Le prime pubblicazioni nell’ambito della psicologia risalgono al periodo compreso tra il 1939 e il 1945, quando due psicologi scolastici, Werner e Smith, iniziarono a seguire dei ragazzi socialmente svantaggiati, a rischio di sviluppare disturbi psicopatologici in età adulta, e si accorsero che alcuni di loro, grazie a caratteristiche del tutto personali, riuscivano a sfuggire a un destino avverso che sembrava già tracciato.

A differenza della forza di volontà che consente di perseguire i propri obiettivi con costanza e determinazione, la resilienza è quella caratteristica che permette di raggiungere i propri obiettivi nonostante le continue sconfitte e gli inevitabili contrattempi della vita.

I sopravvissuti dei campi di concentramento, i reduci da anni di prigionie ingiuste, i pazienti che escono dal tunnel di gravi malattie combattendo non solo con la malattia ma anche con l’ostilità e i pregiudizi sociali, coloro che riescono a superare le prove drammatiche della vita più o meno traumatiche, sono riusciti, in condizioni di impotenza, a ristrutturare le esperienze negative rendendo plausibili le interpretazioni positive.

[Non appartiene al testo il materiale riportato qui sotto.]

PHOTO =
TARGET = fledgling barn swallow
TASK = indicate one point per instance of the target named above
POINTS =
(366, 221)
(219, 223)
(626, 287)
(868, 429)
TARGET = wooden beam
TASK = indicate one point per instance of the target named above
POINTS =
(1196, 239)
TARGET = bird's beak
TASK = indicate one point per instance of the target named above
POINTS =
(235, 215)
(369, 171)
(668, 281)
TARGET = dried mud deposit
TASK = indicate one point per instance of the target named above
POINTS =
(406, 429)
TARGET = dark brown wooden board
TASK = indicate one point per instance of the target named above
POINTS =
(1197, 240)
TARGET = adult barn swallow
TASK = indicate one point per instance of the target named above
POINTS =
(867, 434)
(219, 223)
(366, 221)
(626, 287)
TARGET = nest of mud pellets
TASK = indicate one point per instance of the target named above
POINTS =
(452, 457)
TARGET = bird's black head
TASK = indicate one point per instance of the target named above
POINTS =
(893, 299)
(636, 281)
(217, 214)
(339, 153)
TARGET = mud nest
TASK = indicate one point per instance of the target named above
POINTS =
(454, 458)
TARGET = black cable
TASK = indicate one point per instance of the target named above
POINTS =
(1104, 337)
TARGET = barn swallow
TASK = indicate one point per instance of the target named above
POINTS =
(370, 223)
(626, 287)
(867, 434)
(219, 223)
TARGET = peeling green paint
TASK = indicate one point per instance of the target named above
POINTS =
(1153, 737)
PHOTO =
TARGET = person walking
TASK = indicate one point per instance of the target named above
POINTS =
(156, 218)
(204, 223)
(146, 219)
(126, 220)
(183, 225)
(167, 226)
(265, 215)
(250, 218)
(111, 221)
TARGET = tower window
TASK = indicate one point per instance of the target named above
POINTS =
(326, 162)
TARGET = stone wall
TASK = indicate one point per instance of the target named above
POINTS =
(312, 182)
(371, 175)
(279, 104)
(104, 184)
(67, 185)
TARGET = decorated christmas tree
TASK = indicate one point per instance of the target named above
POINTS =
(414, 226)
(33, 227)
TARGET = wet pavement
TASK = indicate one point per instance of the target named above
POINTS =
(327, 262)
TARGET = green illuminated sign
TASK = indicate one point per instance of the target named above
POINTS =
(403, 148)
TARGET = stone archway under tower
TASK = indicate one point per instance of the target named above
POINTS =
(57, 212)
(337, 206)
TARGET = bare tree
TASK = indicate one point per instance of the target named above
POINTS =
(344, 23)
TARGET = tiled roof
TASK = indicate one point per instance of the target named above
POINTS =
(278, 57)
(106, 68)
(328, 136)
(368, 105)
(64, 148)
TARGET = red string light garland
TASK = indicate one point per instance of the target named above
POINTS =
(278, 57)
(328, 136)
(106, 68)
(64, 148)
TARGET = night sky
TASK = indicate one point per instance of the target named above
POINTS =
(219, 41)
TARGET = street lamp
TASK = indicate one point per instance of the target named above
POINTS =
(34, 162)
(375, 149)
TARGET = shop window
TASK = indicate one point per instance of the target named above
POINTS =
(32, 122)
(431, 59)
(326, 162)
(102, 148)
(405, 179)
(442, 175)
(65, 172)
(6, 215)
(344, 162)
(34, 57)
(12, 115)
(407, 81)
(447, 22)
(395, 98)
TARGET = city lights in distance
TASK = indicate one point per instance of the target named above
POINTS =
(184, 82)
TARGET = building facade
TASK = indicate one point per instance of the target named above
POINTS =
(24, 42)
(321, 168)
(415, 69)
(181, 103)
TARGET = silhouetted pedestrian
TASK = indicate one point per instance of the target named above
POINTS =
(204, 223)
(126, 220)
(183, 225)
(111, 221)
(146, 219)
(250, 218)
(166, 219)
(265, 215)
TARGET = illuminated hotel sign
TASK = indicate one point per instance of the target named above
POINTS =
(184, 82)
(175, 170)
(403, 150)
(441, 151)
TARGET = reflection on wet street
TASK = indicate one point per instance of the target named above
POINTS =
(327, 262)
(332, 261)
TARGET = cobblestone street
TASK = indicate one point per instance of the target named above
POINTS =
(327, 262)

La resilienza è un tratto della personalità in cui convergono tre diverse dimensioni: una dimensione biologica, che sottolinea il ruolo del patrimonio genetico per cui alcuni individui hanno maggiori energie di altri; una dimensione psicologica che mette in evidenza l’importanza delle relazioni che si formano durante l’infanzia che consentono all’individuo di far fronte alle avversità (attaccamento, comunicazione, modelli di riferimento); una dimensione sociologica che evidenzia l’influenza del gruppo, della cultura, degli apprendimenti e della spiritualità.

Nel corso della vita la resilienza si sviluppa assumendo modalità diverse a seconda delle circostanze, dei singoli individui, degli apprendimenti o dei modelli di riferimento.

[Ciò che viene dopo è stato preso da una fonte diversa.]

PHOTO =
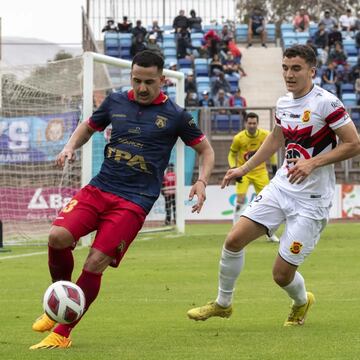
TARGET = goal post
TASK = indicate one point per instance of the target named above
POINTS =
(90, 60)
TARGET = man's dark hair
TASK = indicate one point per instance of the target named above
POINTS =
(148, 58)
(303, 51)
(252, 115)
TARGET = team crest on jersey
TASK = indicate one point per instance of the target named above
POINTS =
(306, 116)
(160, 121)
(295, 247)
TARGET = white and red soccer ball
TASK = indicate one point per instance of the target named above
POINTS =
(64, 302)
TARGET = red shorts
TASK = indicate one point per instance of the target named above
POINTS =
(116, 220)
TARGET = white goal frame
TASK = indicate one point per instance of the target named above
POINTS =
(89, 59)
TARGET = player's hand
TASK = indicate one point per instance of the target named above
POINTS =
(198, 189)
(299, 170)
(233, 173)
(65, 154)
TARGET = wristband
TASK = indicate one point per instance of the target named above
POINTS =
(202, 181)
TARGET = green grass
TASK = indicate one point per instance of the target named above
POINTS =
(141, 310)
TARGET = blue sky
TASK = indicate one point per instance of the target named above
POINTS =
(51, 20)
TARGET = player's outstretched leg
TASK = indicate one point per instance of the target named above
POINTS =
(209, 310)
(52, 341)
(43, 323)
(298, 312)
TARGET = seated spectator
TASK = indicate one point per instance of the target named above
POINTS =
(347, 21)
(321, 38)
(180, 22)
(237, 100)
(190, 84)
(334, 36)
(139, 29)
(191, 99)
(138, 45)
(206, 101)
(153, 45)
(329, 78)
(301, 21)
(232, 67)
(194, 22)
(216, 65)
(256, 26)
(212, 43)
(125, 26)
(110, 26)
(328, 21)
(156, 30)
(220, 83)
(337, 55)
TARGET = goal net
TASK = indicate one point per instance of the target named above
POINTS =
(40, 106)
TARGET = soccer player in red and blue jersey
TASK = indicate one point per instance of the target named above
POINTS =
(145, 126)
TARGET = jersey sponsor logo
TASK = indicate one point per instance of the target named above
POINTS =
(306, 116)
(136, 161)
(160, 121)
(295, 247)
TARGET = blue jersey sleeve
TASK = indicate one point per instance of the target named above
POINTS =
(100, 118)
(189, 133)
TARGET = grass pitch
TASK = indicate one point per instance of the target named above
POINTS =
(141, 310)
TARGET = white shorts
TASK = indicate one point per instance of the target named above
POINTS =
(303, 222)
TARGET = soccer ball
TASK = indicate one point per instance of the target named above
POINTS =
(64, 302)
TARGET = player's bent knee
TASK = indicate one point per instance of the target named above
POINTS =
(60, 238)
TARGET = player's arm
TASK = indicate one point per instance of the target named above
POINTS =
(80, 136)
(271, 144)
(349, 147)
(206, 160)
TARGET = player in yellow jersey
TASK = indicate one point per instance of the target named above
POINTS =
(244, 146)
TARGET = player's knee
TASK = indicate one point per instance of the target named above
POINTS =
(60, 238)
(282, 278)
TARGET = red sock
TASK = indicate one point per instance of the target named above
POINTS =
(90, 284)
(61, 263)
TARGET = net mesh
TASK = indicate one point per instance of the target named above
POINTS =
(40, 106)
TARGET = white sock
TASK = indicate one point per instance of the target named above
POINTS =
(231, 264)
(296, 290)
(238, 210)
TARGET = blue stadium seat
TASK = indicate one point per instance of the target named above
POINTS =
(222, 122)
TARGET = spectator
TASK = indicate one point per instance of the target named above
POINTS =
(194, 22)
(301, 21)
(321, 38)
(206, 100)
(237, 100)
(180, 22)
(152, 45)
(220, 83)
(190, 84)
(155, 29)
(191, 99)
(138, 45)
(328, 21)
(110, 26)
(221, 100)
(139, 29)
(347, 21)
(168, 190)
(329, 78)
(212, 43)
(216, 65)
(125, 26)
(338, 55)
(334, 36)
(256, 26)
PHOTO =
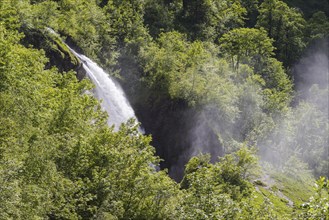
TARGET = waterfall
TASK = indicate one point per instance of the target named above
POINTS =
(109, 92)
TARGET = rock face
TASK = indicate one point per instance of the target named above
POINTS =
(57, 52)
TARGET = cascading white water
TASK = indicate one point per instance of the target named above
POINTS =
(113, 99)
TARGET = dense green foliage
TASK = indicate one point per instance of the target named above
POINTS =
(210, 80)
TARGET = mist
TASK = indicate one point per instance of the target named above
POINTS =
(301, 133)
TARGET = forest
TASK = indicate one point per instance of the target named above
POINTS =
(232, 96)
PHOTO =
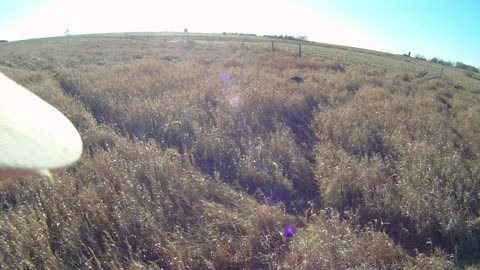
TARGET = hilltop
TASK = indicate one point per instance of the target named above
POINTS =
(200, 153)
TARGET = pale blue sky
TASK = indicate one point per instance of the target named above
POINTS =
(447, 29)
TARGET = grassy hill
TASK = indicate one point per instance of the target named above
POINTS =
(200, 153)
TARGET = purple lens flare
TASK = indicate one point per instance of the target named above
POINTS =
(289, 231)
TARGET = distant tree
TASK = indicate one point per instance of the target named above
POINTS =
(445, 63)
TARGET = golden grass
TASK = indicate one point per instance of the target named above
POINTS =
(199, 153)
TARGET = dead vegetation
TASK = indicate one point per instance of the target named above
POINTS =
(198, 157)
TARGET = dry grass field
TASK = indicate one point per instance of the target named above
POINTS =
(200, 153)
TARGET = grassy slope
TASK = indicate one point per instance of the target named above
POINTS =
(184, 170)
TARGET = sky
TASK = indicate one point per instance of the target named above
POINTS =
(447, 29)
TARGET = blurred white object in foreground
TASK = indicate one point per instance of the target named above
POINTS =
(34, 136)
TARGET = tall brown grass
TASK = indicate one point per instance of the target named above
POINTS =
(199, 154)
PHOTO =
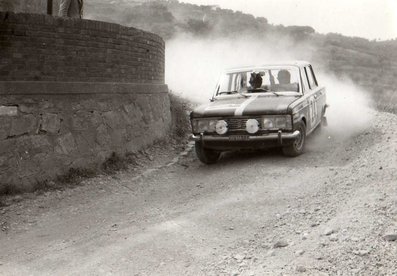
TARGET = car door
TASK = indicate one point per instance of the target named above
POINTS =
(314, 99)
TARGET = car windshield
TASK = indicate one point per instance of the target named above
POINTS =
(273, 80)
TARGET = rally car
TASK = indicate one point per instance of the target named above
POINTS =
(260, 107)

Tra i fattori alla base della resilienza si possono ritrovare: un buon attaccamento nella prima infanzia, poter contare su persone amiche e fidate, essere flessibili e adattabili, sapersi assumere le responsabilità, avere senso dell’umorismo, immaginazione, interessi, saper guardare gli eventi in prospettiva, essere buoni comunicatori, avere un progetto di vita, aiutare gli altri, saper prendere l’iniziativa, non rimanere passivi o, peggio ancora, non adagiarsi nel ruolo di vittima. In sostanza, porsi in una condizione proattiva è il fattore che distingue la resilienza dalla semplice resistenza.

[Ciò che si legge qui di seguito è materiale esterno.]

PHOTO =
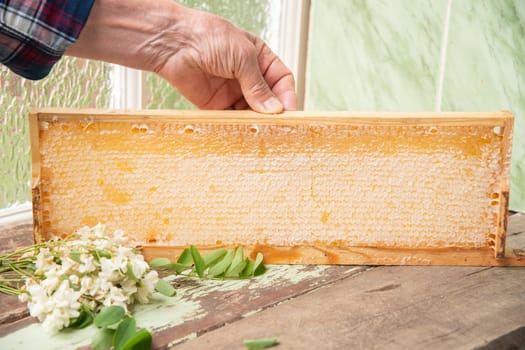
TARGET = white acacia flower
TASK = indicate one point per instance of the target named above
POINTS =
(89, 267)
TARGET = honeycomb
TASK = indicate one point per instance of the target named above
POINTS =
(174, 182)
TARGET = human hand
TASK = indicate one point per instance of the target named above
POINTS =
(208, 60)
(219, 66)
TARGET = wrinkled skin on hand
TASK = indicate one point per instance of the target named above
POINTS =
(222, 67)
(212, 63)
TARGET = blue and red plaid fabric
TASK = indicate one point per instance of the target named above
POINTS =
(35, 34)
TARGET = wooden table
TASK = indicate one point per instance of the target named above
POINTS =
(317, 307)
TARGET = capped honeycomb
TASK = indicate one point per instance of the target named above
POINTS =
(397, 182)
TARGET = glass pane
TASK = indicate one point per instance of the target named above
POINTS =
(251, 15)
(73, 83)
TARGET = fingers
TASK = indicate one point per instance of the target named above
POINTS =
(254, 87)
(278, 76)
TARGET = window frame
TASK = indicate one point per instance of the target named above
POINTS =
(293, 30)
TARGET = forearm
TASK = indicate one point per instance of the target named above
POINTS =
(131, 32)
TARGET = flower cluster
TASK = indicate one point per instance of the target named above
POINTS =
(87, 270)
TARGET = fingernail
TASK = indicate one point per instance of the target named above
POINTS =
(272, 105)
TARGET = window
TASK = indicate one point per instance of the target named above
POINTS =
(77, 83)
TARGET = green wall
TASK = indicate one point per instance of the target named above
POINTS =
(384, 55)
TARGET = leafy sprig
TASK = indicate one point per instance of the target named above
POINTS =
(218, 264)
(119, 331)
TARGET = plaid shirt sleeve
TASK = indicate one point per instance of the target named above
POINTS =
(35, 34)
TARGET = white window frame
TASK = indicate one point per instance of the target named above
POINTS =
(127, 92)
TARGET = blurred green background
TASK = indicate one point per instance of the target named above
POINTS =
(363, 55)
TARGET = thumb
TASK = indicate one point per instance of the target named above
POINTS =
(255, 89)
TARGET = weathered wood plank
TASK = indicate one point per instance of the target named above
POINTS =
(390, 307)
(199, 306)
(12, 237)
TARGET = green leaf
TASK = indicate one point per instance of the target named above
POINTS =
(221, 266)
(258, 344)
(129, 272)
(165, 288)
(213, 257)
(258, 268)
(248, 268)
(185, 257)
(109, 315)
(237, 264)
(103, 340)
(178, 268)
(140, 341)
(197, 259)
(159, 262)
(125, 331)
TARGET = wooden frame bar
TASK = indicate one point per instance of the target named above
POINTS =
(429, 139)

Si può insegnare la resilienza ai propri figli?

Come già detto, l’acquisizione di questa capacità dipende dall’intreccio di diversi fattori, ma un genitore che voglia stimolarne o facilitarne lo sviluppo potrebbe tenere presenti alcuni suggerimenti come l’utilizzo della fantasia quale strumento indispensabile per trovare soluzioni ad esempio attraverso il gioco creativo o il racconto; rafforzare l’autostima dei figli incoraggiandoli a fare delle attività come praticare uno sport, suonare uno strumento, ma anche svolgere piccoli lavori domestici in cui si possano sentire bravi e utili; valorizzare il proprio figlio evitando sia scarse attese nei suoi confronti che aspettative eccessive.

Il bambino deve imparare a dare una direzione alle sue emozioni e in questo atteggiamento un ruolo chiave è svolto dall’adulto. Il bambino che reagisce a un’esperienza dolorosa o frustrante con reazioni impulsive come lanciare oggetti o urlare rimarrà allarmato, talvolta disperato e perciò incapace di organizzare i propri sentimenti. Se, al contrario, il genitore svolge la funzione di “base sicura” in cui trovare rifugio, il bambino sarà in grado di lasciarsi calmare e rassicurare.

Un’esemplare dimostrazione di resilienza la offre Frida Kahlo che, dopo l’amputazione del piede, scrive nel suo diario: “Che bisogno ho dei piedi, se ho le ali per volare?”.